Real numbers can be approximated to successively better precision using the convergents of a continued fraction.
Is there a similar way to find quadratic integers of fixed (positive) discriminant that approximate reals? I'm aware that it can provably be done, I'm interested in actually finding members of $\mathbb Z (\sqrt d)$ that work.
I've found any number of results proving that reals can be approximated by algebraic numbers of various degrees, but none yet with fixed discriminant, nor any algorithm for actually finding the numbers in question. I suspect that the answer will involve generalized continued fractions somehow, but I don't yet understand them well enough to make this work.
There are probably lots of ways to do this, but here is one.
First pick some integers $a$ and $b$ such that $0 \lt a + b\sqrt{d} \lt 1$ (for example choose $a = -\left\lfloor\sqrt{d}\right\rfloor$ and $b = 1$, which works if $d$ is not a perfect square).
Now given a real number $\alpha$, define the sequence $\{c_n\}_{n=1}^{\infty}$ by $c_1 = \lfloor\alpha\rfloor$ and $c_{i+1} = c_i + \left\lfloor\frac{\alpha - c_i}{(a + b\sqrt{d})^i}\right\rfloor(a+b\sqrt{d})^i$
All the $c_i$ are in $\mathbb{Z}[\sqrt{d}]$ and $\lim\limits_{n\to\infty} c_n = \alpha$.
To show this, first notice that the sequence is monotonically increasing, and that it is bounded above by $\alpha$ (induction and bounds on $\lfloor x \rfloor$), and so it is convergent. Let the limit be $c$.

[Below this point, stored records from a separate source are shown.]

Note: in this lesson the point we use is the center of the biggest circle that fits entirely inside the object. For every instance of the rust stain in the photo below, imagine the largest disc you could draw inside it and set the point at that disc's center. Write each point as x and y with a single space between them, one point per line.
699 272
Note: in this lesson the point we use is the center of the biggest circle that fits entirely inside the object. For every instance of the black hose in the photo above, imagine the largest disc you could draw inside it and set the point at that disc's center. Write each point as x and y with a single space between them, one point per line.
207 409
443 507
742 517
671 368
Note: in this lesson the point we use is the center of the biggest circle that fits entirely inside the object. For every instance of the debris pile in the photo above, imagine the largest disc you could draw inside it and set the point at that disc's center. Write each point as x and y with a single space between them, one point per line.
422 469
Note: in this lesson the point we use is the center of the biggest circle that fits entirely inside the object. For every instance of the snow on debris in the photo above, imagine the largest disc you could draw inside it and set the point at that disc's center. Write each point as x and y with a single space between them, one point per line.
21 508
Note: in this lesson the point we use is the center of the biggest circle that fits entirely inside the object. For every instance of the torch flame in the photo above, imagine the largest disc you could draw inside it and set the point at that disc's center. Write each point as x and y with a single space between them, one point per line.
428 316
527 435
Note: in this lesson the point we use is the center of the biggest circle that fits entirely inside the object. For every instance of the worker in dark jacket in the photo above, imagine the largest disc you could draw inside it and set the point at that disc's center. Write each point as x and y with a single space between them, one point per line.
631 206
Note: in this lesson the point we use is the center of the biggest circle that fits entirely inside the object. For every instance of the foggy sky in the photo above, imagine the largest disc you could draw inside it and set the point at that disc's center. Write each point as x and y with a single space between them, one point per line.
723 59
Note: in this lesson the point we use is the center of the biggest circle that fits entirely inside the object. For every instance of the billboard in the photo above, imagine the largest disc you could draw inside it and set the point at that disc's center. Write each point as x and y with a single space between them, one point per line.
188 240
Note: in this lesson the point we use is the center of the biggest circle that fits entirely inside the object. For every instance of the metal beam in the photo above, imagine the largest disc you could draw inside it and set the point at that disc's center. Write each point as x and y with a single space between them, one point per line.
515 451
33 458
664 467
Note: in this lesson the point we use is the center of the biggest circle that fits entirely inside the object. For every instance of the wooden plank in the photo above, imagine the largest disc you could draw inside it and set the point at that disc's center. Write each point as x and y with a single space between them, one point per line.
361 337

Then taking limits on the recurrence above we get $$\lim\limits_{n\to\infty}\left\lfloor\frac{\alpha - c_n}{(a + b\sqrt{d})^n}\right\rfloor(a+b\sqrt{d})^n = 0$$
But we also have $$\alpha - c_n - (a + b\sqrt{d})^n \lt \left\lfloor\frac{\alpha - c_n}{(a + b\sqrt{d})^n}\right\rfloor(a+b\sqrt{d})^n \leq \alpha - c_n$$
So rearranging we get $$\left\lfloor\frac{\alpha - c_n}{(a + b\sqrt{d})^n}\right\rfloor(a+b\sqrt{d})^n \leq \alpha - c_n \lt \left\lfloor\frac{\alpha - c_n}{(a + b\sqrt{d})^n}\right\rfloor(a+b\sqrt{d})^n + (a + b\sqrt{d})^n$$
Taking limits and using $0 \lt a + b\sqrt{d} \lt 1$, we get a squeezing result that $\alpha - c = 0$.
I am sure there are nicer ways to prove this... Anyway the intuition is simple, you basically just start moving from $0$ in steps of $1$, until you get as close to $\alpha$ as possible from below. Then you start moving in steps of $(a + b\sqrt{d})$ until you get as close to $\alpha$ as possible from below, then you start moving in steps of $(a + b\sqrt{d})^2$, and so on. It's pretty much like doing a base-x expansion of $\alpha$, where $x$ is this $a + b\sqrt{d}$.